Welcome to the HSE Biocides eBulletin

This e-bulletin is from HSE's biocides team


Stay up-to-date with upcoming biocides deadlines

 

Vials and molecular structure  

EU Biocides Regulation 528/2012 - Vertebrate data in support of applications for active substance approval and product authorisation

HSE's biocides website has been updated to reflect the position of the UK Comptetent Authority (CA) for biocides on the acceptability or not of vertebrate data to support applications under EU 528/2012, as outlined in articles 62/63 of BPR. For more information, see: HSE biocides website: Vertebrate testing in support of applications for active substance approval or product authorisation under the Biocidal Products Regulation (528/2012)

Pesticides:  Please note this position applies only to biocides. For information on vertebrate studies to support an application under Regulation (EC) No. 1107/2009, please consult the HSE pesticides website: Vertebrate Testing.

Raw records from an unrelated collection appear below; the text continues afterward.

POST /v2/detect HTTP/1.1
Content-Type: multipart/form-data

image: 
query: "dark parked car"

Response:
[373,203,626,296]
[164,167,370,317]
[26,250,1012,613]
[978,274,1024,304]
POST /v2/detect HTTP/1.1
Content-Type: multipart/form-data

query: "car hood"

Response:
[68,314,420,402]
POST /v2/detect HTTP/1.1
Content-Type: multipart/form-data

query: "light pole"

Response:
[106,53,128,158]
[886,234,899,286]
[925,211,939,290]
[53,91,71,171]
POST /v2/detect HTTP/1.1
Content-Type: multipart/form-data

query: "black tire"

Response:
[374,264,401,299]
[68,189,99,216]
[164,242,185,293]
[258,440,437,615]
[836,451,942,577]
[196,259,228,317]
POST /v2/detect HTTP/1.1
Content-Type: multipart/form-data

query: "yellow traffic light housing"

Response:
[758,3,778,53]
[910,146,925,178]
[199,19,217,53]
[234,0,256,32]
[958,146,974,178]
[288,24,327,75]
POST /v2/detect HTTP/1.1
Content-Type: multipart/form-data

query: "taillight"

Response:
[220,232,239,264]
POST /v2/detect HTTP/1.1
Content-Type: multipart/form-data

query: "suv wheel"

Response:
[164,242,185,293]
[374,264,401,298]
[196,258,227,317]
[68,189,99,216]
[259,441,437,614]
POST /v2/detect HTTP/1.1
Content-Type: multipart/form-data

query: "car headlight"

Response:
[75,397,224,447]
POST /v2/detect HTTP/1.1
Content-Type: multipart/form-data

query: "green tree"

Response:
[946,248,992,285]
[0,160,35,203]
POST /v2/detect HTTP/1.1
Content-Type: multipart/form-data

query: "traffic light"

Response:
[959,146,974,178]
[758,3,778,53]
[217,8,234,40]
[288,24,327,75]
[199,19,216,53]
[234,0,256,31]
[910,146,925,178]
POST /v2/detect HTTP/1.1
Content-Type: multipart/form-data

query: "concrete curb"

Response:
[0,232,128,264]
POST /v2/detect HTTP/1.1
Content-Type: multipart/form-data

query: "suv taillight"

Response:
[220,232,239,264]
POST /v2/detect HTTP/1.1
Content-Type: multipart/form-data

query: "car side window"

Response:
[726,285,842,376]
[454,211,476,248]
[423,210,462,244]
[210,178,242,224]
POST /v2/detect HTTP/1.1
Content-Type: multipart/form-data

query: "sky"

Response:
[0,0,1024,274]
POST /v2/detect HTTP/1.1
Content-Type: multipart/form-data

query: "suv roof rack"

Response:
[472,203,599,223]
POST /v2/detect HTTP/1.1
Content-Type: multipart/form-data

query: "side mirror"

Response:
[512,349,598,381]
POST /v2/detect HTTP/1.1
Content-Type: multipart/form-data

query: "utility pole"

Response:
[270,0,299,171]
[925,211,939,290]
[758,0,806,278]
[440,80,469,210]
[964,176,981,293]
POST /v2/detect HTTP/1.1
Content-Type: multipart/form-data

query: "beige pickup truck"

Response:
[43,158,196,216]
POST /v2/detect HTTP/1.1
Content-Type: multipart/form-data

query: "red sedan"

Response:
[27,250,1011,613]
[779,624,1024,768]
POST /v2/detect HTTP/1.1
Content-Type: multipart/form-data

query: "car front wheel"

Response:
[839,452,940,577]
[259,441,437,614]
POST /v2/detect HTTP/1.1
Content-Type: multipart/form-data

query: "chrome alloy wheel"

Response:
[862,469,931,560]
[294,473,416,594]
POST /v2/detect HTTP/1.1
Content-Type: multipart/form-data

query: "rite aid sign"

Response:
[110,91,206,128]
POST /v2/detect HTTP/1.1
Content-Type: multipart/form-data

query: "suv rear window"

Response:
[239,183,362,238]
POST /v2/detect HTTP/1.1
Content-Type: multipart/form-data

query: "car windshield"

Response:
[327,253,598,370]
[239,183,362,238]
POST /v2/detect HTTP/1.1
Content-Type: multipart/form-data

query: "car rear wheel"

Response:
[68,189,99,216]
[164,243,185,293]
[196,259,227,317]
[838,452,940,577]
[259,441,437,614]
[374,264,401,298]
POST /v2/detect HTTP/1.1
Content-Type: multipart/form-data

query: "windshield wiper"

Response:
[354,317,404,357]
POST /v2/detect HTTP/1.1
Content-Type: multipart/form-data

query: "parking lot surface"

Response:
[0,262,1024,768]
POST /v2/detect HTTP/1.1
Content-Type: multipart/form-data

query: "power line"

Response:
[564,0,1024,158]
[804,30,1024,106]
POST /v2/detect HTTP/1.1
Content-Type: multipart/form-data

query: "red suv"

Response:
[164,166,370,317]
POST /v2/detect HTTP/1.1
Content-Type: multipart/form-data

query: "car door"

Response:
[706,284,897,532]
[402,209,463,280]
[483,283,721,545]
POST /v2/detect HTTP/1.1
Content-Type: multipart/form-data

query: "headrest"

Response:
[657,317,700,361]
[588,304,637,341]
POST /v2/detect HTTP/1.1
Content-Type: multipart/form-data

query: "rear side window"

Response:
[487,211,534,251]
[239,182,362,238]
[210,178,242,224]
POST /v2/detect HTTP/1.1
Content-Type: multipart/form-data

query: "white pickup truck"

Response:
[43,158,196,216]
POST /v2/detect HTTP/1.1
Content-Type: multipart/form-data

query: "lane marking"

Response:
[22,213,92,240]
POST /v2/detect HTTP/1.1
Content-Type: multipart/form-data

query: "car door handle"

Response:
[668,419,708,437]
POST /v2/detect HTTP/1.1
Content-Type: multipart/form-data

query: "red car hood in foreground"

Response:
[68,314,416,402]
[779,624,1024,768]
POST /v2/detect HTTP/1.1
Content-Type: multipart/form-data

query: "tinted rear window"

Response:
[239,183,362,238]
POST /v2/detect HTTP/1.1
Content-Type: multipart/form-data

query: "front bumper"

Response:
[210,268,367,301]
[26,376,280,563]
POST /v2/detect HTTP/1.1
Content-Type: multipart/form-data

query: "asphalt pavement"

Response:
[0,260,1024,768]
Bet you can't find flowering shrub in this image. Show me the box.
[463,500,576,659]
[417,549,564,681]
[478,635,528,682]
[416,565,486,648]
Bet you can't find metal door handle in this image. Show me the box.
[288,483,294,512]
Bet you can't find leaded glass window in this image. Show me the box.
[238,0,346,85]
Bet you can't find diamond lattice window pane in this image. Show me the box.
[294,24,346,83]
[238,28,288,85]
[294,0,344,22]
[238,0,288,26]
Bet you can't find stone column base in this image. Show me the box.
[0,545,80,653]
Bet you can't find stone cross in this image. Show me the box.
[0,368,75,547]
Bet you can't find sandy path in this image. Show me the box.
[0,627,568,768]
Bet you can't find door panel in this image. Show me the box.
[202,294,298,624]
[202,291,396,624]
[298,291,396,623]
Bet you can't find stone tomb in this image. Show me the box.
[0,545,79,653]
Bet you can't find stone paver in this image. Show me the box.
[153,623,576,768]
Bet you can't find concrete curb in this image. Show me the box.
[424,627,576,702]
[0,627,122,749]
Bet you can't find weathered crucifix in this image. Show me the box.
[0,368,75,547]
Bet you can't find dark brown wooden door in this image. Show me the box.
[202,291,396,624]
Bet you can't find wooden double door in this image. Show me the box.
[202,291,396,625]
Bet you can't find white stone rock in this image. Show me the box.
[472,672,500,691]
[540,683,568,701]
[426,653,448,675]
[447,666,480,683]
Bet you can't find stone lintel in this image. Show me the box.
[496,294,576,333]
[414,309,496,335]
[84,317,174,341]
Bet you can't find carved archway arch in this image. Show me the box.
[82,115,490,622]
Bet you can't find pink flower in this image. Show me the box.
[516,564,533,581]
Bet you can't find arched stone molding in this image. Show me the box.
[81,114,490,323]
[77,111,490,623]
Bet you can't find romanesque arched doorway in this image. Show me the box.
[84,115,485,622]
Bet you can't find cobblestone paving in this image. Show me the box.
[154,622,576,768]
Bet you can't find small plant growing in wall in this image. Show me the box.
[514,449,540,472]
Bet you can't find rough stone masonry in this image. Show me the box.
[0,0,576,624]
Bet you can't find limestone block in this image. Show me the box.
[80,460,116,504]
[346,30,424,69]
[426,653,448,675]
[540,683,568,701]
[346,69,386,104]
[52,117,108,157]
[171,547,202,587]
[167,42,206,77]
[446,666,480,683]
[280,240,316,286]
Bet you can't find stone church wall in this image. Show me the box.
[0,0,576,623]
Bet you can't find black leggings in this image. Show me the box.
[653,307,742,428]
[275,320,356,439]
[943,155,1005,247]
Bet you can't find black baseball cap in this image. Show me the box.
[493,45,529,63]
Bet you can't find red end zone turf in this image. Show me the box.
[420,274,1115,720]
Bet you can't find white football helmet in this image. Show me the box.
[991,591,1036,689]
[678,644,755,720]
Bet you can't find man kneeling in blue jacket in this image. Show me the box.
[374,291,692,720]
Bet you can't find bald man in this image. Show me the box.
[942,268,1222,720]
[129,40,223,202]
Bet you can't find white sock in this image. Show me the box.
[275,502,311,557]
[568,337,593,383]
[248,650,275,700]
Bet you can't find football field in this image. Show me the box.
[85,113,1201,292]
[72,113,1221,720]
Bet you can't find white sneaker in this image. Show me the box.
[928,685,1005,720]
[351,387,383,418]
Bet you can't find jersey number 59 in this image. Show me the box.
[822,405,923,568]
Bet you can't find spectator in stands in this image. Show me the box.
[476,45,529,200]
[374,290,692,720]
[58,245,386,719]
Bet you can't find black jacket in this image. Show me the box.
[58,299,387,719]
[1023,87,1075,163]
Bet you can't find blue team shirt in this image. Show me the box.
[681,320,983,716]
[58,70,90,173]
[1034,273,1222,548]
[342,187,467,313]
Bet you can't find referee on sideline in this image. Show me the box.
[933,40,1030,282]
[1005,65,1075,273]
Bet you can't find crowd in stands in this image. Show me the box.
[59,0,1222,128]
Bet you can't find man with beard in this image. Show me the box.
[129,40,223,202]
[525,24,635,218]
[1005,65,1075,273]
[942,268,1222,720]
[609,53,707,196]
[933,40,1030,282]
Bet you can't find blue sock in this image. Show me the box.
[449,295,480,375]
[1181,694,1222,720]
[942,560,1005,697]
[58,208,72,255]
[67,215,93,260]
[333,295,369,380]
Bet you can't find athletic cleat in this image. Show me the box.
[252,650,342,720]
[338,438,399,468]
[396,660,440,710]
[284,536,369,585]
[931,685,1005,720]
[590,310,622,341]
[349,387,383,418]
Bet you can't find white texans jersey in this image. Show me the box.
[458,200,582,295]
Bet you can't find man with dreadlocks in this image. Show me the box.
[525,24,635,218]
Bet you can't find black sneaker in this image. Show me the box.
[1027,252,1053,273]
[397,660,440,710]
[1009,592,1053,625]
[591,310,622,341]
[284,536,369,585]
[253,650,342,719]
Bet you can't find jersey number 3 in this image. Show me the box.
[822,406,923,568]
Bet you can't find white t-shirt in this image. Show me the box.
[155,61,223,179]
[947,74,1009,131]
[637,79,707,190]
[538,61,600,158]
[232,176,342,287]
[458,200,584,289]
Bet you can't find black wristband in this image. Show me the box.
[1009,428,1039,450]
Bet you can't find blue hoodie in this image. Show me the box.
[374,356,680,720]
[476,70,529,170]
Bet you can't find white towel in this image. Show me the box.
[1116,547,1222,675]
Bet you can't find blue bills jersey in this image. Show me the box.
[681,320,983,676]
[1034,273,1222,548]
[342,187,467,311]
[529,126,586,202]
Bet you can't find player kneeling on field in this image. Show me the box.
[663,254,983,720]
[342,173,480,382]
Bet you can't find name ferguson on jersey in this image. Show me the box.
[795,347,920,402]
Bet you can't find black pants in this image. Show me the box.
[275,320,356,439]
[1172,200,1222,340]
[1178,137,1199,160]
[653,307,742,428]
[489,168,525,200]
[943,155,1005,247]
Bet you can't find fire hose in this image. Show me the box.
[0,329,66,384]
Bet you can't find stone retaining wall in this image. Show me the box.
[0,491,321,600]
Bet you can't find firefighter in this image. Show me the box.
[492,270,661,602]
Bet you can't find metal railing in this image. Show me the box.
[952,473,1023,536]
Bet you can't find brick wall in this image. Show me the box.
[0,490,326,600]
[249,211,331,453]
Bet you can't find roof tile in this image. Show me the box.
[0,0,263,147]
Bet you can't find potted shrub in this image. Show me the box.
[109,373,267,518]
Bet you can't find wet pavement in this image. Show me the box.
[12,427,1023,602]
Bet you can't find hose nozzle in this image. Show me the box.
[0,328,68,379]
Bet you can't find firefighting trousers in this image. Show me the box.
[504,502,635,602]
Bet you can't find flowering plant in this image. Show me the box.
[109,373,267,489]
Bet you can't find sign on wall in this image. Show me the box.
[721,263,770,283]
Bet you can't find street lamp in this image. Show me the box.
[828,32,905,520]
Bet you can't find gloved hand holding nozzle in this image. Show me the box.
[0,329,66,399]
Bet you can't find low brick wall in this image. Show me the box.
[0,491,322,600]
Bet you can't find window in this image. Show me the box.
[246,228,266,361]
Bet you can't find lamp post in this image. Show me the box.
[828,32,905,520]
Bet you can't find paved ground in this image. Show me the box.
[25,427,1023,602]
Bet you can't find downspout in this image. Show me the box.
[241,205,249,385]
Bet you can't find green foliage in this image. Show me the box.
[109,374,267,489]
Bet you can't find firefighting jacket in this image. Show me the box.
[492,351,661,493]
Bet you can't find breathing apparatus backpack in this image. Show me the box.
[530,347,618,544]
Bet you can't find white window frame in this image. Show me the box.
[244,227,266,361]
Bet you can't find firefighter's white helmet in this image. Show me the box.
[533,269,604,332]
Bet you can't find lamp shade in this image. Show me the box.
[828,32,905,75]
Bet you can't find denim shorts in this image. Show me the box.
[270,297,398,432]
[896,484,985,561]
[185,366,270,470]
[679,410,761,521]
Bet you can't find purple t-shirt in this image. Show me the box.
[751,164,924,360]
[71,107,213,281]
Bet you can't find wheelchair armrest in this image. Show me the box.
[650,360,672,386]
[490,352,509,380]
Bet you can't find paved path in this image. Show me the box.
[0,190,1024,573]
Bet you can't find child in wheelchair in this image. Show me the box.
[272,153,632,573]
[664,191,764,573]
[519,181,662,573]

New proposals and intentions to harmonise classification and labelling of biocidal active substances

Proposals have been submitted to ECHA for:

  • Esbiothrin; (RS)-3-allyl-2-methyl-4-oxocyclopent-2-en-1-yl (1R,3R)-2,2-dimethyl-3-(2-methylprop-1-en-1-yl)cyclopropanecarboxylate (CAS 260359-57-7),
  • d-Allethrin; (RS)-3-allyl-2-methyl-4-oxo-cyclopent-2-enyl-(1R,3RS)-2,2-dimethyl-3-(2-methylprop-1-enyl)-cyclopropanecarboxylate (CAS 231937-89-6).

Submitted CLH proposals on ECHA website

Interested parties can now prepare for the upcoming commenting/consultation period which ECHA will initiate.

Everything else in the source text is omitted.